A questa domanda ha risposto positivamente, con riferimento al testo del Codice previsto anteriormente alle modifiche introdotte dal D.Lgs. n. 83/2022, la dottrina dapprima citata, secondo cui “la ristrutturazione ‘coattiva’ dei debiti fiscali e contributivi può essere ricondotta alla terza tipologia, ossia alla ‘ristrutturazione trasversale’, in quanto si vincola un’intera classe di creditori dissenzienti (l’amministrazione), che ha posizione giuridica e interessi economici non omogenei con quelli dei creditori consenzienti”[25]; ciò perché il meccanismo del cram down fiscale consente di considerare l’assenso dell’Amministrazione finanziaria ai fini del raggiungimento della maggioranza qualificata richiesta (se tale assenso è decisivo a tal fine e se la proposta di transazione fiscale è conveniente), ma non “trasforma” per questo l’Erario da creditore dissenziente a creditore aderente. Alla qualificazione dell’accordo di ristrutturazione imposto all’amministrazione in termini di “ristrutturazione trasversale” conseguirebbe, quindi, l’applicazione della regola della priorità relativa, ovverosia - come detto - la regola di assicurare all’Amministrazione finanziaria un trattamento non deteriore rispetto a quello previsto per i creditori di grado successivo.

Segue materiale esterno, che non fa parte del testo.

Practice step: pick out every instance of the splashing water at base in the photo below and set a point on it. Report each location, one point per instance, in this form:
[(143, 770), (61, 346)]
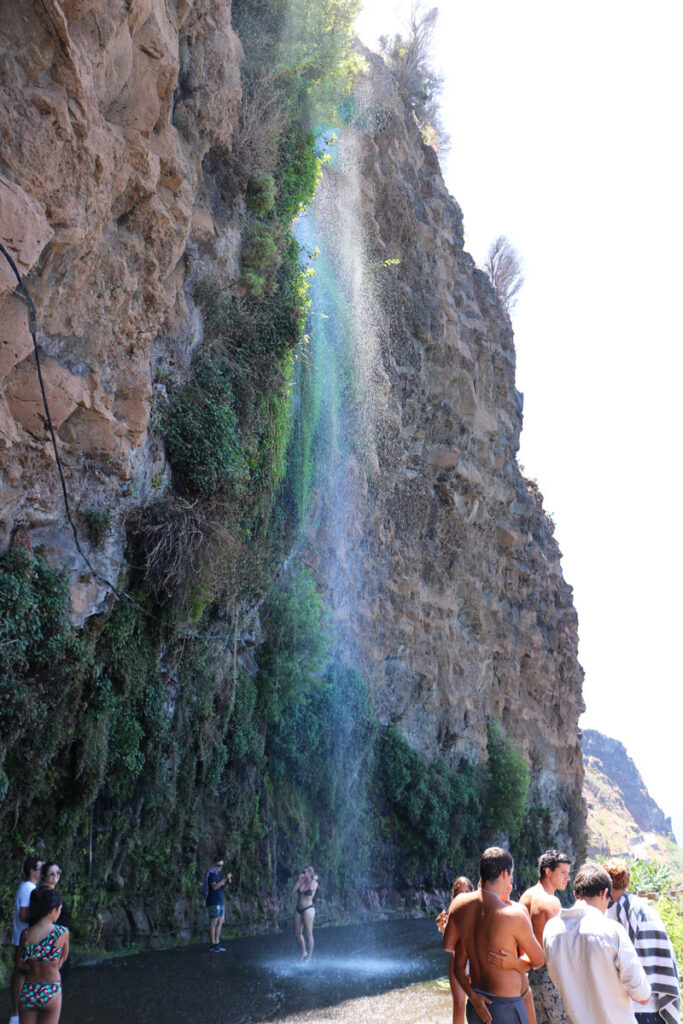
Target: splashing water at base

Poiché solitamente tra i creditori rimasti estranei all’accordo di ristrutturazione figurano creditori titolari di crediti chirografari, risulterebbe dunque impedita dall’art. 11, paragrafo 1, lett. c), della direttiva l’omologazione forzosa della proposta di transazione fiscale (rigettata dall’Erario) qualora preveda lo stralcio o anche la semplice dilazione del credito tributario assistito da privilegio: infatti “in tale ipotesi il credito privilegiato del creditore dissenziente (l’amministrazione) riceverebbe un trattamento inferiore, in termini di percentuale o tempi di pagamento, rispetto al credito di rango inferiore del creditore estraneo, che viene pagato integralmente e con la sola moratoria legale di centoventi giorni”. L’unico modo per consentire lo stralcio anche della porzione di credito privilegiato dell’amministrazione sarebbe, perciò, “quello di dimostrare che il trattamento dei creditori estranei chirografari avviene con finanza esterna, come tale liberamente distribuibile”.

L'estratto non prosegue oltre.